La puissance de financement entre les mains des fournisseurs cloud
Et la liste est encore longue. Les plus grands succès de l'open source - du moins ceux qui sont utilisés dans les entreprises - ont tendance à être soutenus par des entreprises, même si cela ne garantit pas le succès. OpenStack, par exemple, promettait d'être une alternative open source à AWS et à d'autres clouds à une époque où la plupart des entreprises (en dehors des opérateurs télécoms) ne voulaient pas vraiment d'alternative. Elles voulaient AWS, Microsoft Azure et Google, et non un moyen de déployer leur propre solution. OpenStack existe toujours, mais ce n'est plus un projet très populaire. Il existe encore principalement parce que Red Hat trouve que c'est un moyen utile de servir certains de ses clients et d'en tirer parti en conséquence. De la même manière, AWS a lancé OpenSearch pour contrer le contrôle d'Elastic sur Elasticsearch. Il a commencé à connaître un certain succès, mais uniquement parce qu'AWS continue d'y injecter des ressources.
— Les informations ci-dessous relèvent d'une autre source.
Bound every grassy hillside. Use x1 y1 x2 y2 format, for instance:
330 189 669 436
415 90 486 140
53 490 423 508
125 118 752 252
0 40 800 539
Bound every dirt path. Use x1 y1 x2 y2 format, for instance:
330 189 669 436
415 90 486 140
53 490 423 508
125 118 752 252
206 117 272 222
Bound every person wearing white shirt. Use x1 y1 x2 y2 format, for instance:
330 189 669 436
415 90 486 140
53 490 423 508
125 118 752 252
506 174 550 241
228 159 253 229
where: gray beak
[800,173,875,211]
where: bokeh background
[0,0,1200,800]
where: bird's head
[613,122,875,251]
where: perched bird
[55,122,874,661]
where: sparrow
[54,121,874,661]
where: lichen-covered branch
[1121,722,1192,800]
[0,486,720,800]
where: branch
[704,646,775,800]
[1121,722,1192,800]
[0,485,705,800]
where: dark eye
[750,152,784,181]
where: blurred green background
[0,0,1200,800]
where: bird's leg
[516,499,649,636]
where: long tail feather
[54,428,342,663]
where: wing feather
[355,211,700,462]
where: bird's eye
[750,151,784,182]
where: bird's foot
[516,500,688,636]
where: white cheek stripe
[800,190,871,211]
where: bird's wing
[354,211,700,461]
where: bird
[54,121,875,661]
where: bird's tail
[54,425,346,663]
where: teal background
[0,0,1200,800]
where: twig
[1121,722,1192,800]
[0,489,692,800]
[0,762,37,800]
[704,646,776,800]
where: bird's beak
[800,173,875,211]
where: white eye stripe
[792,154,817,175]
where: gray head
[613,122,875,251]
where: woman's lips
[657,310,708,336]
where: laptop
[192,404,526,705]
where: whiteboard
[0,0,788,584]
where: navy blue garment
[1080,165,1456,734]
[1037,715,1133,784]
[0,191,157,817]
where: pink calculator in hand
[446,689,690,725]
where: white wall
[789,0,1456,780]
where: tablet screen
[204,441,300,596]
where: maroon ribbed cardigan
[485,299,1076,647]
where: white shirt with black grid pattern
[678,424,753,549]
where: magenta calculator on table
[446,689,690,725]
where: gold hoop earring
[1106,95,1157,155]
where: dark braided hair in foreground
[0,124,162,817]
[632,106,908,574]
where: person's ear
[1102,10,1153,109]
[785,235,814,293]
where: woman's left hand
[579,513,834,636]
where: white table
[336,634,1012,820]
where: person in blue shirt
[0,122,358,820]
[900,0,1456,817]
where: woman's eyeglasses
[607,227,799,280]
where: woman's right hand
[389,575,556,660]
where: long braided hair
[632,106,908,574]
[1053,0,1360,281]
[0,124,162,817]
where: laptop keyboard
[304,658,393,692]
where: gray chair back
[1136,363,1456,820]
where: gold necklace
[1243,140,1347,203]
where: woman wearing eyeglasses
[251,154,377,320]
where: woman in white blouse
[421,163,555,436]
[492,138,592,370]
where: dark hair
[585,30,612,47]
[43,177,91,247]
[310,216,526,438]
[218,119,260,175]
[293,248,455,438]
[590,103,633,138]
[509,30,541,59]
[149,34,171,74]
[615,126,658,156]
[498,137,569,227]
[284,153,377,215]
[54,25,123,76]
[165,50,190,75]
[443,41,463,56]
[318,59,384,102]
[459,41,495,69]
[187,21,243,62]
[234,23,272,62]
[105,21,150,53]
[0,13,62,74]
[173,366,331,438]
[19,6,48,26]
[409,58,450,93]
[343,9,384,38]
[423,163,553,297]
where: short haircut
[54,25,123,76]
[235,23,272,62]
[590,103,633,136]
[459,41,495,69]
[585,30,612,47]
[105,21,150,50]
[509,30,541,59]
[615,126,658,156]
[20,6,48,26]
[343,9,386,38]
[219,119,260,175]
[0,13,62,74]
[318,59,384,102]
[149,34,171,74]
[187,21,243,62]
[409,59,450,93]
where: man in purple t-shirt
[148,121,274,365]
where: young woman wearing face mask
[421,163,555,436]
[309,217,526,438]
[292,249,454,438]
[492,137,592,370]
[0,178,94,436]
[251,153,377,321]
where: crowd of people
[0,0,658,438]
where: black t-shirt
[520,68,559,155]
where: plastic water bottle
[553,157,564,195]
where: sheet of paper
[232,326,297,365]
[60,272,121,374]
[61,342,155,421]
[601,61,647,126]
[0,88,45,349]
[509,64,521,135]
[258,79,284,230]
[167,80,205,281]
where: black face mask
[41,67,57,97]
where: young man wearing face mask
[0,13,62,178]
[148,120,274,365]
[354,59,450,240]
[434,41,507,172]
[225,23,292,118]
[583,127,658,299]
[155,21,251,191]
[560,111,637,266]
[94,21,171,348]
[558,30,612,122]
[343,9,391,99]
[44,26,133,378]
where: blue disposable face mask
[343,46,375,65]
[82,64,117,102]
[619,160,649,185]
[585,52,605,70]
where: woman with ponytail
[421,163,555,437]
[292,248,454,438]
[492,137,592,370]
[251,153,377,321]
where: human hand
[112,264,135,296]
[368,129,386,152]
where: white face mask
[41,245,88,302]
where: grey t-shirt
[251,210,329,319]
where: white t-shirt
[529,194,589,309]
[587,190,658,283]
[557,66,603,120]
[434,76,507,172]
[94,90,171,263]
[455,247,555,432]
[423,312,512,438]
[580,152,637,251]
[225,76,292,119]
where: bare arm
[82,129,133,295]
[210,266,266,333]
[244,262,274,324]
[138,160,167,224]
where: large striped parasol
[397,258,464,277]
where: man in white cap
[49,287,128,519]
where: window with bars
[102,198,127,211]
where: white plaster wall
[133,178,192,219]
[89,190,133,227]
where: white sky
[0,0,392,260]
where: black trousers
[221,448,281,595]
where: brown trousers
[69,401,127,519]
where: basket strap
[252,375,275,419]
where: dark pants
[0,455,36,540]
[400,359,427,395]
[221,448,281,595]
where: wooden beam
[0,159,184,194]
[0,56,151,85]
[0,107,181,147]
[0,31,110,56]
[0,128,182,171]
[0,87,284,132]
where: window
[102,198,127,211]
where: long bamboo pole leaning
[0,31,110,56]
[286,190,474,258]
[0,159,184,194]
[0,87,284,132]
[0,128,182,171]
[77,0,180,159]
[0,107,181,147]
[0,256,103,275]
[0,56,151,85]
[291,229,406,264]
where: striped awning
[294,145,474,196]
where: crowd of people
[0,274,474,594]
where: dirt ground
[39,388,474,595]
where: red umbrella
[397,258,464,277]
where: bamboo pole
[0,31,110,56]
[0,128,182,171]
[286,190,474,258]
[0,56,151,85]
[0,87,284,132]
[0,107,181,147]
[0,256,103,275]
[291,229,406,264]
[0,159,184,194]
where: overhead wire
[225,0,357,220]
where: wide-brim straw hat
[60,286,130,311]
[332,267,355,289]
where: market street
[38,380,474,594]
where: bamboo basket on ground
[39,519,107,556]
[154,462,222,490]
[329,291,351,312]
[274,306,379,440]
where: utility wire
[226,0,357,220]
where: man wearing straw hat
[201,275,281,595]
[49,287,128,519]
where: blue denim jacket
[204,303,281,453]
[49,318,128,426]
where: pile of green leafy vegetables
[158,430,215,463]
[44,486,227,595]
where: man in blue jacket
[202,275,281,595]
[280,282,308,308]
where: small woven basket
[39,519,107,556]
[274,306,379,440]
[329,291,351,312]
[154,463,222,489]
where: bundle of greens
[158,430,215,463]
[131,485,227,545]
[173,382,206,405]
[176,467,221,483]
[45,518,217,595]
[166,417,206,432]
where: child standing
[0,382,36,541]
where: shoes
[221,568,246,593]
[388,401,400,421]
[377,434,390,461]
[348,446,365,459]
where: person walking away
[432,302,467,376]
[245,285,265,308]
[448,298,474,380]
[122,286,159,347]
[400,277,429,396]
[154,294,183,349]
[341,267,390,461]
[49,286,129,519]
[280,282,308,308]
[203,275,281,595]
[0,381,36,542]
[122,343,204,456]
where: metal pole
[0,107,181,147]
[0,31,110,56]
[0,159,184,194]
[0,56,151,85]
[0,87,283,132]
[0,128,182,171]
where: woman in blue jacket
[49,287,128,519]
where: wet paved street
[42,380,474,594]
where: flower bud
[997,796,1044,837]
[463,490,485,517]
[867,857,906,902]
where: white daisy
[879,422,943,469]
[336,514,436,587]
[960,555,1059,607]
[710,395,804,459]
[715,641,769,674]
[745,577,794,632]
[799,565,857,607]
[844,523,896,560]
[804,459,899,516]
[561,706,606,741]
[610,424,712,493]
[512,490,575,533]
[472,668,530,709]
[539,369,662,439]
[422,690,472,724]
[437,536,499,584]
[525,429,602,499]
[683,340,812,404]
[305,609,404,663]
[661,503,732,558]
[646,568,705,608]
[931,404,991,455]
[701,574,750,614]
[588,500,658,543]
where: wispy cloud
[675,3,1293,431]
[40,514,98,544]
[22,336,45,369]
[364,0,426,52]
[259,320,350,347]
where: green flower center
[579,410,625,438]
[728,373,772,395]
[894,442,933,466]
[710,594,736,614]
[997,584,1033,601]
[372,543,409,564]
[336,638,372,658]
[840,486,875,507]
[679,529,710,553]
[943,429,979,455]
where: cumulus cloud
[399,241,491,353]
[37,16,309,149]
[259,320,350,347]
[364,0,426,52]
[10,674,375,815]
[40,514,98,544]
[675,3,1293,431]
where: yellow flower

Il n'y a pas d'open bar dans l'open source, on ne peut pas juste voir s'il y a de la lumière et s'inviter à table comme un pique-assiette. Il faut de l'argent pour financer les développeurs qui contribuent aux projets open source, et cet argent provient de plus en plus des grandes sociétés cloud, qui sont de loin les plus gros contributeurs à l'open source. Bien qu'il ne soit pas garanti qu'un collectif industriel échouera, si les fournisseurs cloud ne sont pas de la partie, il y a fort à parier que cela soit de mauvais augure. Ces derniers ont tendance à se concentrer sur leurs clients, et ils ne pointeront pas le bout de leur nez pas si ces derniers ne demandent pas OpenELA, OpenStack ou OpenWhatever. En matière d'open source, le succès n'est pas systématiquement garanti.